Mémoire des mots, François Teyssandier (par Didier Ayres)
Mémoire des mots, François Teyssandier, illust. Jamil Boucheqif, éd. Polyglotte, coll. Voix Boréales, 102 p., 2019, 12€
Les poèmes de François Teyssandier nous conduisent, nous indiquent un chemin parmi des éléments primaires (l’eau, le feu, l’éther et la terre envisagés par Empédocle), où le poète cherche la profondeur, cherche une langue pour ne pas périr, une langue insondable, une langue où la pensée est claire et pénétrante, où elle est matin, lumière, gaz énivrant.
On se prépare dès le début du recueil à accomplir un périple, une déambulation, une pérégrination pour être plus juste depuis la présence physique de la vie (y a-t-il ici une leçon tirée de Hume ?), l’expression de la nature portée par une langue simple, épurée, sobre et cependant lyrique.

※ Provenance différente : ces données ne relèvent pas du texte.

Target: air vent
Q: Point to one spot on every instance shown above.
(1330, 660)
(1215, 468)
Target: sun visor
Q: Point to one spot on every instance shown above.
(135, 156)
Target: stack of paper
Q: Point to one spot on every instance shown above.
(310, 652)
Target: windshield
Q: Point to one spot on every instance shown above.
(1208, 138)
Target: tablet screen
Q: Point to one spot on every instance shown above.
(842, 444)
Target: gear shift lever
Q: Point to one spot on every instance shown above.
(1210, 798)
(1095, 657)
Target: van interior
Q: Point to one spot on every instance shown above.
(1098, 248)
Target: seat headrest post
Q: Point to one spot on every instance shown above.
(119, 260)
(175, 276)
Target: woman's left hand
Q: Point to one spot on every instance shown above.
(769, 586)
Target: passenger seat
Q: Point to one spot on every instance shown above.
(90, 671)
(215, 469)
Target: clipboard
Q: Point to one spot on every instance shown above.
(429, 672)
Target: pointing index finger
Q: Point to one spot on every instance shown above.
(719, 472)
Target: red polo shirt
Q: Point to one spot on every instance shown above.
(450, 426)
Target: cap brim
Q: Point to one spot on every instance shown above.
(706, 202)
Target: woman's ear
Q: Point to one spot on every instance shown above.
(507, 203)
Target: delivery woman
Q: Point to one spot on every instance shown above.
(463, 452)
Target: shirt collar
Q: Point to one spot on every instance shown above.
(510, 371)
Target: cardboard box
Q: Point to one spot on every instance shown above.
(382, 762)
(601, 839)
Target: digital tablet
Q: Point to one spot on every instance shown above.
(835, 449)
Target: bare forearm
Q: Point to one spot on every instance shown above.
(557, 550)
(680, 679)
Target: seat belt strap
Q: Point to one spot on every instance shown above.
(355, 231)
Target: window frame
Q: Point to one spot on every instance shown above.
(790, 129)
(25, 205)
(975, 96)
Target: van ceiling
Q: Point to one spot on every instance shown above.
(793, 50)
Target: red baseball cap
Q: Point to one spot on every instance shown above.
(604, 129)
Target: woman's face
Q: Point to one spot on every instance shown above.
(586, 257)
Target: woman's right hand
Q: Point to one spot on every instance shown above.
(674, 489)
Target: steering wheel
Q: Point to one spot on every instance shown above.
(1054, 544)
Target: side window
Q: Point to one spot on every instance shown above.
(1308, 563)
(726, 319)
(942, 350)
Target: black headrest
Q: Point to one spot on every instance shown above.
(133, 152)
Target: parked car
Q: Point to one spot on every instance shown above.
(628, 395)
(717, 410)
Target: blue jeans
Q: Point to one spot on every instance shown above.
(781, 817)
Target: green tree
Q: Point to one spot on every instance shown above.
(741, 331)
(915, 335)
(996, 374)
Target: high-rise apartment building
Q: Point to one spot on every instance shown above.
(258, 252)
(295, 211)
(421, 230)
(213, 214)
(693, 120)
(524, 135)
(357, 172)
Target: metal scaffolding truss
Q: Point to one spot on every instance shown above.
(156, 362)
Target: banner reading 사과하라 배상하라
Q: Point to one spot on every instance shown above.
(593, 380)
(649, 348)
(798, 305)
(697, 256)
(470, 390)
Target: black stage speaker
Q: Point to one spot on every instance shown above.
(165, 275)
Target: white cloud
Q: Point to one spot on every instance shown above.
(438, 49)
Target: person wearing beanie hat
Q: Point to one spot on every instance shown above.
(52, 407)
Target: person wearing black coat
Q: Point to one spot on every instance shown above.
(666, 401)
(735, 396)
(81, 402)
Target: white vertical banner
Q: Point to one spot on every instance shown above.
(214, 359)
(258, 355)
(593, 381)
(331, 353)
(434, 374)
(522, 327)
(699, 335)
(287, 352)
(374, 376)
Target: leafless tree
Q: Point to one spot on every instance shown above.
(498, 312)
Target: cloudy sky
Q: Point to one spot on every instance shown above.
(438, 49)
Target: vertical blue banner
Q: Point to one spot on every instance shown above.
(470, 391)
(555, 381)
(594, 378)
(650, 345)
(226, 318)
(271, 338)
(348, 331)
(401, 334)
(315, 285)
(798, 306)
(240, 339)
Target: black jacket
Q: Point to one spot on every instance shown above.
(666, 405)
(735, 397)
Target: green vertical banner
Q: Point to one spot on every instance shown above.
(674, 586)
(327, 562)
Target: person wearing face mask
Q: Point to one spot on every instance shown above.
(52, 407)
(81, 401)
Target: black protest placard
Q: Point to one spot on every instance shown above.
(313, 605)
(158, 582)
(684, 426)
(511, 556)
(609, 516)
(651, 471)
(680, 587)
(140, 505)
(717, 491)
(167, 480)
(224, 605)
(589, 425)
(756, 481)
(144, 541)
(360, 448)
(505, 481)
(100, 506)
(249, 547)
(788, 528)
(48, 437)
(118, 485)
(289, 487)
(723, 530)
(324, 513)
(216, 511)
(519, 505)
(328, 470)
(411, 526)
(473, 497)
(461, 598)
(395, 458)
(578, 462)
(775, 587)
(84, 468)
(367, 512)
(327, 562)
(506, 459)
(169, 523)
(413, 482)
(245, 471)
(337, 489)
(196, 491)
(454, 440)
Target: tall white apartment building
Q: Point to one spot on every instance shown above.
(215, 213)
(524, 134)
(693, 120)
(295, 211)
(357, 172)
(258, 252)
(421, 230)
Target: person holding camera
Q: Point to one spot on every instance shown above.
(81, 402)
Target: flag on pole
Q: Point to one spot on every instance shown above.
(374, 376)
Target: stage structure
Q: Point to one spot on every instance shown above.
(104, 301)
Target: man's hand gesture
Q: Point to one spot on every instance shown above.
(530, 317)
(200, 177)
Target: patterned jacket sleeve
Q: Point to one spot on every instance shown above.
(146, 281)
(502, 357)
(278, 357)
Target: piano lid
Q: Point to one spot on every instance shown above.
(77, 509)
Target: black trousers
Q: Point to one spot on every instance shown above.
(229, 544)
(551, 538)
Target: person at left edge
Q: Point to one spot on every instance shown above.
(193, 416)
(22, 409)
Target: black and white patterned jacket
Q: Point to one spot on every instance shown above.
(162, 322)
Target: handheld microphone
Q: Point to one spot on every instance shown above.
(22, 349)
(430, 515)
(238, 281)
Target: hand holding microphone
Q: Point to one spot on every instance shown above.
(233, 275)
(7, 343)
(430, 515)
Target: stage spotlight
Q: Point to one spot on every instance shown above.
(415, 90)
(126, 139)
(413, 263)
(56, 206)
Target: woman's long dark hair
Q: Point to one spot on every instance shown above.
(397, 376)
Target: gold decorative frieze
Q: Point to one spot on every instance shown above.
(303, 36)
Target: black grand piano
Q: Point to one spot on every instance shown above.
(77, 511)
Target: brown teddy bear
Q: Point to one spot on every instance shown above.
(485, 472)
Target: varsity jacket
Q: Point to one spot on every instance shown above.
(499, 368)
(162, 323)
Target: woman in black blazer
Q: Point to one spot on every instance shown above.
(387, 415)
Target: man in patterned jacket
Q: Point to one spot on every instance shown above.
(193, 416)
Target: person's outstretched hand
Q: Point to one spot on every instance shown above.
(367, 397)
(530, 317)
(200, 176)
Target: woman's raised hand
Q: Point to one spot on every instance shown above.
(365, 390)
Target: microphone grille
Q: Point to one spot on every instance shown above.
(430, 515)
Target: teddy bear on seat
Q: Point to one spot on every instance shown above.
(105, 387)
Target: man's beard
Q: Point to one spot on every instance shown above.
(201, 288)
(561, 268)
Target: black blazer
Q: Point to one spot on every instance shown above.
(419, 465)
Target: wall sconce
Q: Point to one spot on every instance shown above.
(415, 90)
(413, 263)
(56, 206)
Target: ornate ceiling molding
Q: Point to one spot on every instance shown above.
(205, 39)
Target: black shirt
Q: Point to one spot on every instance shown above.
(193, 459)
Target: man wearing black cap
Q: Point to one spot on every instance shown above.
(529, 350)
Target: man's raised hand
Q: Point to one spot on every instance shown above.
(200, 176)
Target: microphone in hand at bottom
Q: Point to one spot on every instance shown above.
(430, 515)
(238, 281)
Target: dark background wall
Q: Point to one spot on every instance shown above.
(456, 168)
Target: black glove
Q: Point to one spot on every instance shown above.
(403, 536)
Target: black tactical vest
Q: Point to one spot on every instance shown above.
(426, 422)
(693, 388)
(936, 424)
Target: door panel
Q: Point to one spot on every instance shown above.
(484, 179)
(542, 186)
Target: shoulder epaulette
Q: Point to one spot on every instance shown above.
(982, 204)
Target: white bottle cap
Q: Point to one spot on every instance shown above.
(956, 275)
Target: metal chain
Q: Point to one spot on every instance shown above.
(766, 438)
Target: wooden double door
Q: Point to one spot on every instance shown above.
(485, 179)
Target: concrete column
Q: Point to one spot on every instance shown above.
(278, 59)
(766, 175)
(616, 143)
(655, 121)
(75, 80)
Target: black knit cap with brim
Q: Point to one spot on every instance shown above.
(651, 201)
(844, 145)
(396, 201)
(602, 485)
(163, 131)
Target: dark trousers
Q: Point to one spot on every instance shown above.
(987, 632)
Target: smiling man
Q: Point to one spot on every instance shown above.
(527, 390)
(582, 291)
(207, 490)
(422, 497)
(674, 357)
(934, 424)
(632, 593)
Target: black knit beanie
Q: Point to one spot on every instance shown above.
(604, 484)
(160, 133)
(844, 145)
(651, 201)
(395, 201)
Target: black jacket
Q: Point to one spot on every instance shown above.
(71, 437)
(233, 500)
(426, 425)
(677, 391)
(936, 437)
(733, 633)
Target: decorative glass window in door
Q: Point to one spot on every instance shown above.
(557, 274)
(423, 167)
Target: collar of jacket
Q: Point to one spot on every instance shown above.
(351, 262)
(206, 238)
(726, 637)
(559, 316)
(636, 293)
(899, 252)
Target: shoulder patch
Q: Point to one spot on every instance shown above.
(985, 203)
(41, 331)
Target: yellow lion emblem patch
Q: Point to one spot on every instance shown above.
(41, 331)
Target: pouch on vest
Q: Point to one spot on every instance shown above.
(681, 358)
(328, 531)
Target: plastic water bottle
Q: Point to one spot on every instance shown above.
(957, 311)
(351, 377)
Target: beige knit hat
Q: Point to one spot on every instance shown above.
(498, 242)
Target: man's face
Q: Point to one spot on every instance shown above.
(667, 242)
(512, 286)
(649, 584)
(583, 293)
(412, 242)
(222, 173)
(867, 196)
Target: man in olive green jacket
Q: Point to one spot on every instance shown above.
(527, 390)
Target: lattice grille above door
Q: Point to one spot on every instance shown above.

Mais quelle lumière jaillie
Des blessures infimes du ciel
Viendra traverser les images que retient ton œil
Et brûler les couleurs infinies des saisons
Pour que tu puisses voyager d’un pas incertain
Parmi les ruines et le sable de l’exil
Paysage et langage riment, confondus dans la même expression, impliquent le lecteur, guident la vision de la personne du poète que l’on devine derrière ses textes, au sein de la « Mémoire des mots ». Le paysage est corps, s’humanise comme corps, devient corps, corps du poète, corps de la poésie, heurtant et soulignant le corps du lecteur. Ici, donc : éléments, lumière, langue, temps, nature, corps.
Mots qui poussent si drus
Qu’ils élèvent entre l’herbe et le soleil
De palpables clartés de silence
Car réfléchir sur le paysage c’est réfléchir sur le langage et sa pastorale.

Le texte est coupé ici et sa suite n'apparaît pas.